Kamiani Potoky (Кам'яні Потоки) is a village in Kremenchuk Raion, Poltava Oblast (province) of central Ukraine. It hosts the administration of Kamiani Potoky rural hromada, one of the hromadas of Ukraine. The Kamiani Potoky is located on the right bank of the Dnieper River, in a forest-steppe natural zone.The village population is 3,919 people.

== History ==
Kamiani Potoky village was founded in the early 17th century by Cossacks. Village residents took part in the 1624 rebellion under Zhmailo.

== Geography ==
The Kamiani Potoky is located 18 km from the city of Kremenchuk, lies on the right bank of the Dnieper River, upstream the village of Sadky adjoins, downstream the village of Chikalivka is located. Near the village of Kamiani Potoky the Kamianske Reservoir begins.

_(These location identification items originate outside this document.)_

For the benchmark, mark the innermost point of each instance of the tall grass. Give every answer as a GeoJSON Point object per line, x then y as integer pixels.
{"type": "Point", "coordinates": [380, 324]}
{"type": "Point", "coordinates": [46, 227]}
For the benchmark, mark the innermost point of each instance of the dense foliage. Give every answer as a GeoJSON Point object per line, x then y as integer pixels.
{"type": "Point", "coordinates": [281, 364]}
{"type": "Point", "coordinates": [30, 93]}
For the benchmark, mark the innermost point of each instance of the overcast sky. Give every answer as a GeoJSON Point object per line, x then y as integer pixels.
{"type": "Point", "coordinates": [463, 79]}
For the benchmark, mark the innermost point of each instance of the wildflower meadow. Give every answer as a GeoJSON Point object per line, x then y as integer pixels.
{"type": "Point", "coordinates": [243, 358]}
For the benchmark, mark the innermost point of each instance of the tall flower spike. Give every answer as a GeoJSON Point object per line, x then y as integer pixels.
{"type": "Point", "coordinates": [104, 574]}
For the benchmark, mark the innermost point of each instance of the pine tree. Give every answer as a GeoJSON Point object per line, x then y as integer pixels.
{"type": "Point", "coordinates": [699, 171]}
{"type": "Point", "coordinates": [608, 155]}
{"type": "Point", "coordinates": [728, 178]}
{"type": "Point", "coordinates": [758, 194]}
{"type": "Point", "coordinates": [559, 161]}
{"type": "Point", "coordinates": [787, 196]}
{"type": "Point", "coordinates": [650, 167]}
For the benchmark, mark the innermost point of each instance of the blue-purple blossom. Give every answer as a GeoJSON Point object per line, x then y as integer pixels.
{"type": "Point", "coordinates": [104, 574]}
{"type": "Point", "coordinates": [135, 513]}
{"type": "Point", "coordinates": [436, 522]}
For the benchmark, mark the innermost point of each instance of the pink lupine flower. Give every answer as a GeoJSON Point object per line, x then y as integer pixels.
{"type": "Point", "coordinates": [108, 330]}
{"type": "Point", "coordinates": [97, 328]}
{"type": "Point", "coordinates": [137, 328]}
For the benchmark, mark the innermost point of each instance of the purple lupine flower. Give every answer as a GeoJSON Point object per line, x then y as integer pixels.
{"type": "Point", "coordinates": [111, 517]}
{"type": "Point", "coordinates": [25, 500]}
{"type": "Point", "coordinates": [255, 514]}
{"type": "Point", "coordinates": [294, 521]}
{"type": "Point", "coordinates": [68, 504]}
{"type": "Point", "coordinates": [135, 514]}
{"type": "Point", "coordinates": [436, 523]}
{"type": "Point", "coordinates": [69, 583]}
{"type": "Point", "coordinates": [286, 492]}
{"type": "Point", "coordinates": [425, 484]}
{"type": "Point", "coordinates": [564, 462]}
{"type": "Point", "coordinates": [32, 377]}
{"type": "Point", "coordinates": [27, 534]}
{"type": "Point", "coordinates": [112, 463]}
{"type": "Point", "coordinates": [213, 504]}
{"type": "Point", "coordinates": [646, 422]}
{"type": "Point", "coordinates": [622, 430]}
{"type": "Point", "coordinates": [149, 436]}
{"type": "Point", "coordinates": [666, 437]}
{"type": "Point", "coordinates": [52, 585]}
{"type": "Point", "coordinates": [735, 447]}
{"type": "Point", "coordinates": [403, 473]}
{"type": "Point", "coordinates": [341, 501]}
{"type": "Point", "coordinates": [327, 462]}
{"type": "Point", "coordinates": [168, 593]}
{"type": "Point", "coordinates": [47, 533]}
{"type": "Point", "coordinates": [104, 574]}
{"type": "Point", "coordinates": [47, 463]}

The climate of the village is temperate continental. The average temperature in January is −3.7 °C, in July it is +21.4 °C, the amount of precipitation is 480–580 mm/year, which falls mainly in the summer as rain.The Kamiani Potoky is located in a forest-steppe natural zone.

== Transport ==
The national highway M 22 Poltava - Oleksandria passes through the Kamiani Potoky. The village is located 9 km from the Kryukiv-na-Dnipro railway station.

== Туризм ==
There are architectural monuments on the territory of the Kamiani Potoky: the Holy Intercession Church built in 1913, the premises of the former zemstvo school of the early 20th century. "Granodiorite Outcrops" is a geological natural monument of local importance in Ukraine located on the territory of the village.

==Famous people==
Zakhar Petrovich Yalov is a Ukrainian wrestler, world champion in freestyle wrestling.